I felt nervous about seeing Jolly, and not just because of the extreme changes looming over him and the rest of the family. Until he'd phoned me with his bad news, I hadn't planned on attending his birthday party—or any other event involving him—because our recent relationship had not been good. For a long time, Jolly's philandering had been an open secret in our family, but it had never intruded directly on our lives until two years before. Decades of polite, quiet disagreement about Jolly's behavior had finally become pointed conflict when he made the bewildering decision to start bringing into our home, and into the homes of old family friends, his newly admitted illegitimate child—an adolescent boy. I had told Jolly that this was highly inappropriate and painful to the family (and embarrassing to the old family friends), and that it was especially hurtful, insulting, and disrespectful to K. I stood up for K because she was in no position to stand up to Jolly anymore, due to her failing health and increased dependence on him. K and I had always been close, and now that her health and strength were declining, I felt more and more protective of her.
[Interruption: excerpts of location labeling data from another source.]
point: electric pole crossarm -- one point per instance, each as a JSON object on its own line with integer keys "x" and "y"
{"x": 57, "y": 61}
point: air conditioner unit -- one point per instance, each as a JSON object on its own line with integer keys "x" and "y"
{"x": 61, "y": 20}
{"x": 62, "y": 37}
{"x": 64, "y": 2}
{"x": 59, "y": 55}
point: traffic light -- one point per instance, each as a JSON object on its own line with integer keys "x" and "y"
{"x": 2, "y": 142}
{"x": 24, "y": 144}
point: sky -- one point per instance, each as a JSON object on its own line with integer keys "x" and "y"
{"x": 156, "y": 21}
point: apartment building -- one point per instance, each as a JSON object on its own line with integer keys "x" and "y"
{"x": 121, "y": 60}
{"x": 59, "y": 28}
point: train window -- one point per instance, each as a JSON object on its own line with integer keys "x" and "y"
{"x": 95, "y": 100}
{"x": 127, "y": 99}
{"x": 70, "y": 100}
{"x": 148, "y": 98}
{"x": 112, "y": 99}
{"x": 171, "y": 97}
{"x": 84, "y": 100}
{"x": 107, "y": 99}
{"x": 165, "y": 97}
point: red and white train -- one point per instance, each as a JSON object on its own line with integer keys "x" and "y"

I'd told Jolly that if he wanted to spend time with this boy, there were numerous other places they could go—places on the other side of town, where the boy's mother lived; places that wouldn't be so offensive to basic notions of decency, discretion, and tact. Los Angeles is not a small town; it has plenty such places.
Jolly didn't like my telling him that his flaunting a gross indiscretion was wrong, and he refused to stop it. He even tried to twist the situation on me by saying how sad he was that I "didn't like the kid," but I set things straight immediately: I told Jolly that it wasn't the boy I disliked—I didn't know him well enough to like or dislike him; I'd met him only a time or two, when he was a small child, and long before I'd learned his true lineage. Rather, it was Jolly I didn't like, for behaving in such an astonishingly bad way, especially toward K, his wife of more than fifty years. He'd had no reply to that.
I'd been angry at Jolly for several months afterward, but over time my anger had faded into sadness and disappointment as I mourned the loss of the man I'd once imagined my father to be, and began to know him—and try to accept him—for who he really was.
And now, after learning of his illness and thinking—a lot—about our relationship, I decided to put our recent conflict aside and act like a son, not a judge. Jolly and I hadn't resolved our old business, but life isn't governed by parliamentary procedure, and the new business—end-of-life issues—now took priority.